# Did Kies kill my vibrant?



## miharkula

I reverted to stock rom via odin so that I could use kies to get the official update. It said the update was successfull but my phone never rebooted and its showing no signs of life. It wont turn on at all. Any idea how to fix it other than calling Samsung?


----------



## roman

Possibly. You could try to remove the sim/sdcard/battery and leave it out for 5m or so. Then try to get back into DL mode with ONLY the battery


----------



## miharkula

roman said:


> Possibly. You could try to remove the sim/sdcard/battery and leave it out for 5m or so. Then try to get back into DL mode with ONLY the battery


sim and sdcard where out the whole time.


----------



## roman

Sounds like it's dead =[


----------



## Zach

Yea, sounds like your outta luck =(

Main reason i never use kies.


----------



## Renardk764

You might try the jig. team whiskey forum have a detailed description

Sent from my GT-I9000 using Tapatalk


----------



## miharkula

I tried a jig. Didn't work. I took it into a T-Mobile store and they checked it out and ordered a replacement via warranty. Was shipped today and should be here Tuesday.


----------



## miharkula

Zach said:


> Yea, sounds like your outta luck =(
> 
> Main reason i never use kies.


I was using kies so I could get the "official" update.


----------



## Annex

I never use KIES, I removed that as soon as possible


----------



## SkOrPn

Kies should be avoided at all costs, unless you do want to permanently lock your phone (pun intended). lol


----------



## Obzen

"miharkula said:


> I reverted to stock rom via odin so that I could use kies to get the official update. It said the update was successfull but my phone never rebooted and its showing no signs of life. It wont turn on at all. Any idea how to fix it other than calling Samsung?


Oh man, you are out of luck I'm afraid. I did the exact same thing about 3 months back. The good news is that if you bring it in, they will exchange it for a new one, the bad news is that it still sucks.


----------



## SkOrPn

I assume this phone was debricked or replaced via rma a long time ago, but one option to try is Heimdall OneClick UnBrick. It can debrick a phone even without using a JIG as a friend of mine proved to me. Ubuntu is a free download and can be run from a flash drive, so its something to try I think.


----------



## Zemnexx

Well GREAT! I am using the Kies drivers right now and flashing my Vibrant back to stock as we speak, what am I gonna do! And it seems to be hanging at factory.fs.rfs. Oh boy.

If they cause bricks, then why was I linked to those drivers, you should definitely remove that or change it.

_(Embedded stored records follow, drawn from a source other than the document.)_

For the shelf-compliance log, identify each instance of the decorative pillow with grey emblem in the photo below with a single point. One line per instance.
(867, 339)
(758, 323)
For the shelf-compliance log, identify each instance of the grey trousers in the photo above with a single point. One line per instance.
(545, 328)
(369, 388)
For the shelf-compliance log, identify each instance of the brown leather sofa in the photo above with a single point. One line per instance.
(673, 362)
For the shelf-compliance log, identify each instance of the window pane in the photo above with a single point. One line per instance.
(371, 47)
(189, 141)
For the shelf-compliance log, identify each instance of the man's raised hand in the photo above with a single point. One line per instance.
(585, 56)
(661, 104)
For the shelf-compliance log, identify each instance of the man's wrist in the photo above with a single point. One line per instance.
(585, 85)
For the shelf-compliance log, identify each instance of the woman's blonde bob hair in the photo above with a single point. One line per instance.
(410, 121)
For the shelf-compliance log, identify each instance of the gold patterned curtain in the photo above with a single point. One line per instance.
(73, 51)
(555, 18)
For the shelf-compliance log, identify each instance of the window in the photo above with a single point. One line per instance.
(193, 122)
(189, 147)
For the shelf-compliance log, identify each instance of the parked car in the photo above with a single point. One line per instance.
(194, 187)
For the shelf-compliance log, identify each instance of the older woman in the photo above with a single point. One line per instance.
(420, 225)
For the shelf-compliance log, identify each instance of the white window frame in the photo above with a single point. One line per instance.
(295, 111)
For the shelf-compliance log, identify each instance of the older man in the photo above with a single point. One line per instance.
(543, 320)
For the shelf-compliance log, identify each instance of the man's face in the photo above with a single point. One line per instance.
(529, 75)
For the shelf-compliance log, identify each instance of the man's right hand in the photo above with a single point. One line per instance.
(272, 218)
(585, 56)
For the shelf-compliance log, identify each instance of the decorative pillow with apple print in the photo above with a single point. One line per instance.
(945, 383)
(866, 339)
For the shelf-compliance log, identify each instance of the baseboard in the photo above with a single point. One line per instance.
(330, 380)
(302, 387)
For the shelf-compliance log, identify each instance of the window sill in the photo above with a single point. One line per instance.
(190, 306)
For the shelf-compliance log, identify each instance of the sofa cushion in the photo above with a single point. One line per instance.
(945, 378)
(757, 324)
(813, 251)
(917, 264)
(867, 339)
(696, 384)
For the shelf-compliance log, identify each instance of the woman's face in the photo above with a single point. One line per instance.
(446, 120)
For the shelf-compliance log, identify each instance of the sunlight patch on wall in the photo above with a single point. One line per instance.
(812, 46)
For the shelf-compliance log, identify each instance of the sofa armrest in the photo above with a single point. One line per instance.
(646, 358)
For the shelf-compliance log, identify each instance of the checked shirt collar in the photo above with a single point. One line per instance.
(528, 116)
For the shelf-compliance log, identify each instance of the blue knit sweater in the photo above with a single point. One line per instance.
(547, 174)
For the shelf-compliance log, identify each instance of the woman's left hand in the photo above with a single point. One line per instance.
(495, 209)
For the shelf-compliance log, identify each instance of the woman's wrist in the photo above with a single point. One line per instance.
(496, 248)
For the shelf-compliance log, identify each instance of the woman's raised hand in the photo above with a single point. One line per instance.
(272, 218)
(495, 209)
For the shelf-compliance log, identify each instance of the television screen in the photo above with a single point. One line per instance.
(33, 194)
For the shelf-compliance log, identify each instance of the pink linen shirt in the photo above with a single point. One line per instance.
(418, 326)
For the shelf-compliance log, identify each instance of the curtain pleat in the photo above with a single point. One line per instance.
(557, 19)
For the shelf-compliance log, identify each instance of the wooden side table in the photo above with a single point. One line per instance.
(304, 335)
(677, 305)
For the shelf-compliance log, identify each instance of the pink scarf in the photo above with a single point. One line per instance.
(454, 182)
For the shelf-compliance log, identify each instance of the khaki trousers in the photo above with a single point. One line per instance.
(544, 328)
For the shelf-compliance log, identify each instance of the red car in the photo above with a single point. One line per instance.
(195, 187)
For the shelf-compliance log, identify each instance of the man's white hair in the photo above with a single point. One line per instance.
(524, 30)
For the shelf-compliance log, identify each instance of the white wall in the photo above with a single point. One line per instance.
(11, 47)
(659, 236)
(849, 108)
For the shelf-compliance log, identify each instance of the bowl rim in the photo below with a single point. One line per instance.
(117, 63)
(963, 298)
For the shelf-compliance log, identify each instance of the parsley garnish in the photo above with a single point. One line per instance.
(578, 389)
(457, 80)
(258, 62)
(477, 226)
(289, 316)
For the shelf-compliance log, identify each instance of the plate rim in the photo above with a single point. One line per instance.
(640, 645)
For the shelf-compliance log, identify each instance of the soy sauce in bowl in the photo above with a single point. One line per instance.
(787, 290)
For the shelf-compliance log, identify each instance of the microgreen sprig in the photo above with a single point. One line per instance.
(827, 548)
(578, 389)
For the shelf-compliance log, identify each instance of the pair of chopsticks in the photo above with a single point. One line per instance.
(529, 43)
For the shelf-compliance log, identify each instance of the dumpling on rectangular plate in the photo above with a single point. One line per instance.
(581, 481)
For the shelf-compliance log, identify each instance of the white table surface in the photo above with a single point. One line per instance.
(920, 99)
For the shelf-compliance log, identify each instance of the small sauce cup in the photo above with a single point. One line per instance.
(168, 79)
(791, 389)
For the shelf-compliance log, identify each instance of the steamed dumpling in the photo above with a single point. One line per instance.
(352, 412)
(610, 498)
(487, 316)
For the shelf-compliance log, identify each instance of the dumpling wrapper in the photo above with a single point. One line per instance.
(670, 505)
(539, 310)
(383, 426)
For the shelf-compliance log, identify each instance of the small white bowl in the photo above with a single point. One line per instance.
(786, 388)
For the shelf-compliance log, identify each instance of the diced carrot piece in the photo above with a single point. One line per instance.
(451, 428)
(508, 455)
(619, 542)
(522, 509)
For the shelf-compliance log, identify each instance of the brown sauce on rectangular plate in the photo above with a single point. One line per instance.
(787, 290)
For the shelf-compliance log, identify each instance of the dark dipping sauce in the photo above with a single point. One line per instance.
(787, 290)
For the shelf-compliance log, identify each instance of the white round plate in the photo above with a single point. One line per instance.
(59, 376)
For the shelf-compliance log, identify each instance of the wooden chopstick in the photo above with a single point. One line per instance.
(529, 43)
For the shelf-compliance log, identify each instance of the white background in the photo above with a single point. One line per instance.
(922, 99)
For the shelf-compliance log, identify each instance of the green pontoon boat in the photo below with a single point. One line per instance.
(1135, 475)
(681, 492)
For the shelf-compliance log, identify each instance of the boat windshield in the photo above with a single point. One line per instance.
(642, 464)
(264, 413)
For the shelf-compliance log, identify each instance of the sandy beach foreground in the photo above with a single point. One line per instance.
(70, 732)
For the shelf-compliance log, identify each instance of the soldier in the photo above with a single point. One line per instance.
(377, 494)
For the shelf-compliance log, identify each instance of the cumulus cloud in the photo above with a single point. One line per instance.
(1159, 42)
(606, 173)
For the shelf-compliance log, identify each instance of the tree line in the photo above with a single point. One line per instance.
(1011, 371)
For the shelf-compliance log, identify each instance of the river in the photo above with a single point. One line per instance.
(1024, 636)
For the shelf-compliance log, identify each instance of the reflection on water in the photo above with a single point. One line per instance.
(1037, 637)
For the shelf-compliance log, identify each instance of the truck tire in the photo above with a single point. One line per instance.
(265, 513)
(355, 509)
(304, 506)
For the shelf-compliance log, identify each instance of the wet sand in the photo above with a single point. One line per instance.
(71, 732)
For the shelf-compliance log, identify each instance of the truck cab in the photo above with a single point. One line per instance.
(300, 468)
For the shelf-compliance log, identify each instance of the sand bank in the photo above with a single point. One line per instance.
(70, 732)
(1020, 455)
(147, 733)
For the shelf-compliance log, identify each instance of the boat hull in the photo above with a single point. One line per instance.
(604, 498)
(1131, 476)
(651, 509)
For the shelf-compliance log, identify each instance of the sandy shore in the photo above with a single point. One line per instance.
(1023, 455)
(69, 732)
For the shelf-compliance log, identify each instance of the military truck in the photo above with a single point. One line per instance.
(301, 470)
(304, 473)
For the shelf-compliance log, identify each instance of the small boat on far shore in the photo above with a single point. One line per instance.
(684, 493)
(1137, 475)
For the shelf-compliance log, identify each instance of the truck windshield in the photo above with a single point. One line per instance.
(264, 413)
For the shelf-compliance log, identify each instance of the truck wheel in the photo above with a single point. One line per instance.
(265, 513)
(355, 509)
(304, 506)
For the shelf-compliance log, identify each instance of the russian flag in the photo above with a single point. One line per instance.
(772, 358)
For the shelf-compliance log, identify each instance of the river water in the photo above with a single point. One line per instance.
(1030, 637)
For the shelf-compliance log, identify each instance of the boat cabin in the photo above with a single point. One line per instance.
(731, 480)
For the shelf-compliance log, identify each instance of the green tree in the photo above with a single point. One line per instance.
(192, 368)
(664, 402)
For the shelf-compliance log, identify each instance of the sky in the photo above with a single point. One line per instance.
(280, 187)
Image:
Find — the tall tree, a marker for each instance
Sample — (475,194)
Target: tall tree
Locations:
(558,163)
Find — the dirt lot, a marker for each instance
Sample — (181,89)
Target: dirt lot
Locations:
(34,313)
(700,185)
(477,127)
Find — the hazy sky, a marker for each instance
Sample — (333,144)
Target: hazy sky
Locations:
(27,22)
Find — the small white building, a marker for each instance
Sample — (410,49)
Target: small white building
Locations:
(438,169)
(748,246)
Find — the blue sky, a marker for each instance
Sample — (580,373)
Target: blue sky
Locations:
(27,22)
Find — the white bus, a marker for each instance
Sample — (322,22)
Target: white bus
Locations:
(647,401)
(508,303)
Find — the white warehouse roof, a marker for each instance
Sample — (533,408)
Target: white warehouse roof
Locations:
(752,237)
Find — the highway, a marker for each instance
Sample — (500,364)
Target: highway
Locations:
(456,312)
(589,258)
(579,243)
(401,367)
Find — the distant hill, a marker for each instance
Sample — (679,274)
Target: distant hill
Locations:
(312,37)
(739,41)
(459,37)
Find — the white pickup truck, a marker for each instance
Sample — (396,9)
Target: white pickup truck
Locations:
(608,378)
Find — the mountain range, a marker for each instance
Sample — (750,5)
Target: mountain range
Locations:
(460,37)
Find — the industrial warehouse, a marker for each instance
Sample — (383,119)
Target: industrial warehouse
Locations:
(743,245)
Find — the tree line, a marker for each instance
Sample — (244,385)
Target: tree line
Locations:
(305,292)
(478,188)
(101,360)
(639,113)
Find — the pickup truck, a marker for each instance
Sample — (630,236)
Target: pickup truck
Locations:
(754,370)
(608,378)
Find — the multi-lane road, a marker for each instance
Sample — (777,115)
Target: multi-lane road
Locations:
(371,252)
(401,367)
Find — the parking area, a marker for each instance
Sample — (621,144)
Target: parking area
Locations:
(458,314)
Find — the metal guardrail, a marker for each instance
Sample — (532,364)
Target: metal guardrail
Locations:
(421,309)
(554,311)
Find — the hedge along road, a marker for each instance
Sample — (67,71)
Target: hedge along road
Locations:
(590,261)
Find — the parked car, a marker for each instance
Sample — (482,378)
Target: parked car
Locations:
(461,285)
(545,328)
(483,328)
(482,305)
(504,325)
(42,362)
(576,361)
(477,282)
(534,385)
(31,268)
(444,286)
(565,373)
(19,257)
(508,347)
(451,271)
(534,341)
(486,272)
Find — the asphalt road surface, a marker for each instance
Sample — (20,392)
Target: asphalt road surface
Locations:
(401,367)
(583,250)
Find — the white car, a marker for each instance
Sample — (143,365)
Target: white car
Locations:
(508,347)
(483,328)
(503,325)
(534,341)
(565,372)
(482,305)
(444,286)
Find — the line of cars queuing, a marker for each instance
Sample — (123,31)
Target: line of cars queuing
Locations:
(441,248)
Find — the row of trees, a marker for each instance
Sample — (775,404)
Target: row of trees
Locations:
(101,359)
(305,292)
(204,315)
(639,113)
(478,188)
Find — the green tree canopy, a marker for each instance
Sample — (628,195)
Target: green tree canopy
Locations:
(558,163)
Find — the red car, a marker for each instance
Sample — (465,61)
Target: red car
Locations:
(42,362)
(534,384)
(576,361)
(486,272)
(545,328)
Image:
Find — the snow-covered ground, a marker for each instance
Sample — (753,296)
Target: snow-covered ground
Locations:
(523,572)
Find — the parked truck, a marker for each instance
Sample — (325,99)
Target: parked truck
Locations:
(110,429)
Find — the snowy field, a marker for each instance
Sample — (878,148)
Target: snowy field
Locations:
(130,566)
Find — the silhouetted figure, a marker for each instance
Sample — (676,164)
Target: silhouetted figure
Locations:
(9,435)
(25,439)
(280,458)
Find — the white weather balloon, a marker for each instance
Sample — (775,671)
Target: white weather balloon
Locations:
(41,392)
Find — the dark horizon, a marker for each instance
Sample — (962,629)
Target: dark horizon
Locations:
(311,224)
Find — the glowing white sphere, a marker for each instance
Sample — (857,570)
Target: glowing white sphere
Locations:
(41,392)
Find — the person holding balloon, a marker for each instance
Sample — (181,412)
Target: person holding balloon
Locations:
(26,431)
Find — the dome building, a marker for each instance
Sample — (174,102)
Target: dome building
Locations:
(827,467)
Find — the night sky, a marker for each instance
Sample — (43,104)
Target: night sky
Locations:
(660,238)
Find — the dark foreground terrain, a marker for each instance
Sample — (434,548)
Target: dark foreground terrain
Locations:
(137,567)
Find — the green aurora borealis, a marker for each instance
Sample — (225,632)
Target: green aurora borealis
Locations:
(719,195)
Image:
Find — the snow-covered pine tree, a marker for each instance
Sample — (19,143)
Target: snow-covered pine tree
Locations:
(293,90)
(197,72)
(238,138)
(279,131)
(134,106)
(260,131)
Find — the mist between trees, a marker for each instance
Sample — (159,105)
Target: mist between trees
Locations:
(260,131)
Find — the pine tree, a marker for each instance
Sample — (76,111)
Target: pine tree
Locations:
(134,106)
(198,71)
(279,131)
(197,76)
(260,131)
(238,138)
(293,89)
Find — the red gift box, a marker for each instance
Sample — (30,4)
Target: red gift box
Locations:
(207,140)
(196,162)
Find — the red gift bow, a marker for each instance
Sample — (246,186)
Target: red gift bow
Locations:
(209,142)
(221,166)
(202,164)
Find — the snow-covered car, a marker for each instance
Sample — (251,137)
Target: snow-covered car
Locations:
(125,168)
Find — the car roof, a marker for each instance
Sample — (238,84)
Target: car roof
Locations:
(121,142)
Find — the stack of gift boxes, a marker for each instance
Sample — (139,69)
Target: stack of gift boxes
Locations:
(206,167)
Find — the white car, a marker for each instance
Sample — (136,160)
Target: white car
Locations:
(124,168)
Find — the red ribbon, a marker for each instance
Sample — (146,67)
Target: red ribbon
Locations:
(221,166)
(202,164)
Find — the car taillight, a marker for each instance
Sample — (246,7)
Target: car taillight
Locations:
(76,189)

EDIT: Tried to restart the phone after it was still hung there after a very long time, and now its completely dead...great.


----------



## SkOrPn

Zemnexx said:


> Well GREAT! I am using the Kies drivers right now and flashing my Vibrant back to stock as we speak, what am I gonna do! And it seems to be hanging at factory.fs.rfs. Oh boy.
> 
> If they cause bricks, then why was I linked to those drivers, you should definitely remove that or change it.
> 
> EDIT: Tried to restart the phone after it was still hung there after a very long time, and now its completely dead...great.


What are you talking about and who are you talking to??? This person already fixed or replaced his phone a long time ago and the Samsung drivers do not cause bricks, the Kies end-user software does, which is a well known fact. The OP did not provide any drivers that I can see so why should he change links that do not even exist in the first place? Your post is very strange and needs further clarification of what you are talking about, because after reading the thread again your comment makes ZERO sense.


----------



## Zemnexx

SkOrPn said:


> What are you talking about and who are you talking to??? This person already fixed or replaced his phone a long time ago and the Samsung drivers do not cause bricks, the Kies end-user software does, which is a well known fact. The OP did not provide any drivers that I can see so why should he change links that do not even exist in the first place? Your post is very strange and needs further clarification of what you are talking about, because after reading the thread again your comment makes ZERO sense.


Yeah, I misunderstood the OP and what he was referring to, I thought he was referring to the Kies drivers you download to your computer to communicate with the device. I meant that I was linked to those drivers while going through the sticky thread guide. I thought he meant that the drivers he installed to his computers is what caused the brick. So yes, you were correct, my post made zero sense.


----------



## SkOrPn

Zemnexx said:


> Yeah, I misunderstood the OP and what he was referring to, I thought he was referring to the Kies drivers you download to your computer to communicate with the device. I meant that I was linked to those drivers while going through the sticky thread guide. I thought he meant that the drivers he installed to his computers is what caused the brick. So yes, you were correct, my post made zero sense.


Ok, good enough then. Who really knows what causes bricks anyway? Momentary lapse in computer-phone concentration perhaps? LOL... I have seen many many many phones get bricked by Kies, so I have never once even tempted myself to use it.


----------